Changes in version 0.9
  o There are executable Windows packages of the client programs, so
    that the programs can be run without Python being installed. Fixes
    bug 7283. Alexandre Allaire and David Fifield.

  o There are now man pages for the client programs (flashproxy-client,
    flashproxy-reg-email, and flashproxy-reg-http). Fixes bug 6453.
    Alexandre Allaire.

  o The proxy now tries to determine whether it is running in Tor
    Browser, and disables itself if so. Fixes bug 6293. Patch by Jorge
    Couchet.

Changes in version 0.8
  o flashproxy-client now operates as a managed proxy by default. This
    means that there is no longer a need to start flashproxy-client
    separately from Tor. Use a "ClientTransportPlugin websocket exec"
    line as in the included torrc. To use flashproxy-client as an
    external proxy (the way it worked before), use the --external
    option. Fixes bug 7016.

  o The proxy badge does more intelligent parsing of the boolean "debug"
    parameter. "0", "false", and other values are now interpreted as
    false and do not activate debug mode. Formerly any non-empty value
    was interpreted as true. Fixes bug 7110. Patch by Alexandre Allaire.

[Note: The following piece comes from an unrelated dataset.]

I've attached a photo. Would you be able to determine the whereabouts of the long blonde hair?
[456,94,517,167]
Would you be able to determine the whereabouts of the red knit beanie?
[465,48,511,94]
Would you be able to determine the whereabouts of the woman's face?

  o Fixed a runtime error in flashproxy-client on Windows:
    AttributeError: 'module' object has no attribute 'IPPROTO_IPV6'
    Fixes bug 7147. Patch by Alexandre Allaire.

  o Fixed an exception that happened in Windows in flashproxy-reg-email
    in reading the trusted CA list. The exception message was:
      Failed to register: [Errno 185090050] _ssl.c:340: error:0B084002:x509 certificate routines:X509_load_cert_crl_file:system lib
    Fixes bug 7271. Patch by Alexandre Allaire.

  o Fixed an exception that happened on Windows in flashproxy-client,
    relating to the use of nonblocking sockets:
      Socket error writing to local: '[Errno 10035] A non-blocking socket operation could not be completed immediately'
    Fixes bug 7272. Patch by Alexandre Allaire.